The grapes/blend used by Billecart-Salmon for its Brut Rosé are chardonnay, pinot meunier and pinot noir vinified as a white wine and pinot noir vinified as a red wine - I won't get into the difference in vinification as that would take too long and doesn't really matter to casual drinkers anyway).
This usually simple, fresh, charming, playfully light champagne is one of my favorite non-vintage, locally available rosé bubblies (from Bacchus). This particular version presented a sharply clean profile of fresh, large western strawberries, bit of pink grapefruit (more like our local, pink version called "pomelo" or "suhà"). There is a slight breadiness towards the back, but still restrained. There seems to be marginally more heft mid-mouth than those of the past, but it is still quite light in all. Amusing, bright and playful as usual - a nice and simple apéritif or drink to while away time with.
By around 6pm, we left to drop by the Vigneron's place for a few minutes and, then, proceeded to Sommelier Selection's Tasting of 100 Wines of France at the White Space along Pasong Tamo Extension (a.k.a., Automotive Row). Wine crusader, Jérome Philippon, was busy holding court, but took some time to welcome, chat with us and make sure we were quickly settled in.
As the event's name promised, there were no less than 100 wines from select producers of different French wine regions. Though there was a good crowd there, Miguel and I almost immediately saw a few friends in attendance: Austrian bon vivant and fellow IWFS stalwart Othmar Ober, Chef-Restaurateur Colin Mackay, Elbert "the Steakroom" Cuenca, Socky Pitargue and others.
I almost always seem to bump into Othmar at wine-tasting events, he certainly gets around.
I also immediately noticed the Alsace wines of Bott-Geyl on a nearby table and made a mental note to order some of the 2006 Bott-Geyl Gewürztraminer Les Elements that my wife and I love, particularly when paired with tart tatin and terrine of foie gras. At its most reasonable price, it's a definite no-brainer to purchase a lot of.
Back to the wine...a quick pass along the two kilometric tables on either side of the pleasantly cool, brightly-lit venue (nice high ceiling) with a Manhattan converted warehouse feel going on, showed many wines I was already familiar with. Good, this meant I didn't have to taste too many and risk getting tipsy for the second time that day.
I zeroed in a few whites, rosés and reds from the Rhône and Beaujolais. Since I already have a good enough grasp of Jérome's Rhône line, I just tasted some more recent vintages thereof, particularly the Domaine La Roubine Gigondas which I consider a very good value red that goes well with roast rack of venison and other hearty roast game/meat dishes.

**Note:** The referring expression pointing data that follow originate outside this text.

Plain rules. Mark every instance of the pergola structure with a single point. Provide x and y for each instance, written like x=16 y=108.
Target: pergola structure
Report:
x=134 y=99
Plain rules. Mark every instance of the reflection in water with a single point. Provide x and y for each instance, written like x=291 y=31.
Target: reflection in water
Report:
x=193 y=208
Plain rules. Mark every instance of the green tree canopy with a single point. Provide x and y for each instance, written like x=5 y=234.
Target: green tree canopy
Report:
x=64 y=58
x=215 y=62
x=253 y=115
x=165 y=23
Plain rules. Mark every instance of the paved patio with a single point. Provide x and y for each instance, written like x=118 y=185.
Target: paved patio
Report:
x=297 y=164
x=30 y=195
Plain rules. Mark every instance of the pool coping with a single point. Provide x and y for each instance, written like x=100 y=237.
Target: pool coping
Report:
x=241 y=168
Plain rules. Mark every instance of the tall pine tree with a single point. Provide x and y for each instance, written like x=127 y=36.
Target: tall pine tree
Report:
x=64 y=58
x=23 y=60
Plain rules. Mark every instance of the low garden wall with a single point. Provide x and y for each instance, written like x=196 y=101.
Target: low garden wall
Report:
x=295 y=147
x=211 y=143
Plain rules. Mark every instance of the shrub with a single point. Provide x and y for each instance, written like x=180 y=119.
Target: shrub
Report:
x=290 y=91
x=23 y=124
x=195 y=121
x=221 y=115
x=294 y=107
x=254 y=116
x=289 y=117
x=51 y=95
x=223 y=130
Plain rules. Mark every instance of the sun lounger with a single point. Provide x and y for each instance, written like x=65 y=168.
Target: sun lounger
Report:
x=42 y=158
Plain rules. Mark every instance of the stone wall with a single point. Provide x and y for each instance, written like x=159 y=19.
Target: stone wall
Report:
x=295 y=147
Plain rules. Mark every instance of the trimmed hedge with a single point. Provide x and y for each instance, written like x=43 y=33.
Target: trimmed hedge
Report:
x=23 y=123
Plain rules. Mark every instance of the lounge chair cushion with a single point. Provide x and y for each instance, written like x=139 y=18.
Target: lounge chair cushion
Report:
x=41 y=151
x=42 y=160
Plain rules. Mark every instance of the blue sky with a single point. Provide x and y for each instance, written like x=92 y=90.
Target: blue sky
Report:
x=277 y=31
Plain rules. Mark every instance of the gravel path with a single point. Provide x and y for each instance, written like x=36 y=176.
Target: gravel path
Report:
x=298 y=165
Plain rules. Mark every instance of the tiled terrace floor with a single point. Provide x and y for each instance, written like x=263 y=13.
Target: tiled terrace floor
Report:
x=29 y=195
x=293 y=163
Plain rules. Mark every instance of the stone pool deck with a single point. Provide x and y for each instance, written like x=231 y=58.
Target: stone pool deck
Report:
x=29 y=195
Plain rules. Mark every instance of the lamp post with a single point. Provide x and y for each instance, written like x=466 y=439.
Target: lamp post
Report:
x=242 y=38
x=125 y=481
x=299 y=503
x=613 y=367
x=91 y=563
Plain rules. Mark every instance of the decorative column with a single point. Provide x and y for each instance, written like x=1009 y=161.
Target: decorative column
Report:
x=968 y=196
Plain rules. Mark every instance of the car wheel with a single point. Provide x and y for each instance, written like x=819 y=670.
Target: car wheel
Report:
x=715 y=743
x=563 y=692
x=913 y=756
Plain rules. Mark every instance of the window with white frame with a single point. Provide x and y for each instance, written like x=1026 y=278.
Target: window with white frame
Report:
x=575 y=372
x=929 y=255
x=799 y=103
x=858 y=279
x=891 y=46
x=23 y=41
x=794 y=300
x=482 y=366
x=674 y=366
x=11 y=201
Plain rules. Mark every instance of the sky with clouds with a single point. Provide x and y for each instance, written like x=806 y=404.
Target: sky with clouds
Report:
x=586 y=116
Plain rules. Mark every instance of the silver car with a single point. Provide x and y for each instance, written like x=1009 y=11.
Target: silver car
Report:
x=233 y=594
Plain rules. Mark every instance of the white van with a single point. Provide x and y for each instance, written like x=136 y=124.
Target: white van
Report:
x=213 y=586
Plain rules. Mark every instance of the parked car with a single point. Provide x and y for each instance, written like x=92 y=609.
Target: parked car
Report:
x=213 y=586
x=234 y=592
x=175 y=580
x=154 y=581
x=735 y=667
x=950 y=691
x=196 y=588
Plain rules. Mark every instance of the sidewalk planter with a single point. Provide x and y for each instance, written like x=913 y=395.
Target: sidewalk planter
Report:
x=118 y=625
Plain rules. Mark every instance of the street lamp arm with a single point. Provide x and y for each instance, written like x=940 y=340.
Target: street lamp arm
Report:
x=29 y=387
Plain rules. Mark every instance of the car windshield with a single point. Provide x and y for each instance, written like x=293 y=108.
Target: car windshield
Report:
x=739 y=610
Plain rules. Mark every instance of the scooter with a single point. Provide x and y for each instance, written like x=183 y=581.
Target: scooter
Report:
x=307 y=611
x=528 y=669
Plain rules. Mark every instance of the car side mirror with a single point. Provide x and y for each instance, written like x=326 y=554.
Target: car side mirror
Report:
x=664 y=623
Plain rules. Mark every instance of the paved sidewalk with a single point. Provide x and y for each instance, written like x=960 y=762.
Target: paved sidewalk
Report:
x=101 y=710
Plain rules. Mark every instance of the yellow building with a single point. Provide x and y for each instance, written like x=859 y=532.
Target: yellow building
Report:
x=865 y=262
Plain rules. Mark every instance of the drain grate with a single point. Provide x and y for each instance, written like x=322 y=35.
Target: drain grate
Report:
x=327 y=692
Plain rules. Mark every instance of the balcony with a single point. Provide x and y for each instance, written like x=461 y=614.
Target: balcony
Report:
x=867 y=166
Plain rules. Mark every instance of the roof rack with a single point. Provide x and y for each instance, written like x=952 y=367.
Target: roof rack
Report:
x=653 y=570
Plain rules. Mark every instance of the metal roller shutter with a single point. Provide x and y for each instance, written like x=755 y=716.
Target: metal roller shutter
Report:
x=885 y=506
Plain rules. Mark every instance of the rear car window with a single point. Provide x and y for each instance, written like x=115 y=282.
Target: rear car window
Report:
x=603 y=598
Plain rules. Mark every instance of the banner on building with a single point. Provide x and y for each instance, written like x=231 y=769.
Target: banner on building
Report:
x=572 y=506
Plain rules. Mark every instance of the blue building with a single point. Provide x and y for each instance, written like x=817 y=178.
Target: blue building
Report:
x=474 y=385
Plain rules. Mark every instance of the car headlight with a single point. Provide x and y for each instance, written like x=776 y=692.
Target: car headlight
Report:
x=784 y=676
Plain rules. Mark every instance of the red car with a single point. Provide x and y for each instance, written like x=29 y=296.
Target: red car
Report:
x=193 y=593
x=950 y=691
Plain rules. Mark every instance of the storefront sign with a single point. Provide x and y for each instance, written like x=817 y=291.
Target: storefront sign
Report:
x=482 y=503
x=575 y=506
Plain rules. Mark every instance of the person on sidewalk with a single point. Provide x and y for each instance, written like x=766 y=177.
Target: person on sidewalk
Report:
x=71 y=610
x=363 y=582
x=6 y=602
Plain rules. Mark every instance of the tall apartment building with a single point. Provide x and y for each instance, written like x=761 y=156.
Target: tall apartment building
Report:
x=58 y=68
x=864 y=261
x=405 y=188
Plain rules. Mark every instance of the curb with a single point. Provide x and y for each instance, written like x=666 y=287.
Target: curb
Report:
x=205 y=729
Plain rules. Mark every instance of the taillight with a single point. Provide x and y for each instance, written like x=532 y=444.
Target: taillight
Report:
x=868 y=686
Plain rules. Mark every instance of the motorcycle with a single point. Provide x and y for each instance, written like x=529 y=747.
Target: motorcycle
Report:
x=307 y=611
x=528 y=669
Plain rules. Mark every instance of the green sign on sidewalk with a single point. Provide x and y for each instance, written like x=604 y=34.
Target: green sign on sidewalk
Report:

In addition, I tasted and made sure to also order a few of these...
...as well as some of this (among others)....
Very briefly (since it had already been a very long wine day, after all)...
2006 Domaine Tracot Jean Paul Dubost Moulin á Vent - Rich, deeply veined fruit, good potential, poise and harmony, light on its feet, long and graceful finish of violets.
2006 Domaine Tracot Jean Paul Dubost Fleurie - Lighter in body, more floral and feminine, brighter berries and cherry. I bought these with my wife in mind and to try out on my friends to show them what a good Beaujolais is like.
2003 Lucien Boillot Volnay -Good drive and earthiness to the ripe-roasted, juicy dark fruit. Some interesting underlying roast meatiness as well. Robust and a bit rustic for a village Volnay, but neither heavy nor ponderous in the least. No-brainer for a good red Burg for the house. I'll pair these with my roast racks of lamb.
By 9:30, we headed back home after a very long, but most enjoyable, wine-colored Friday.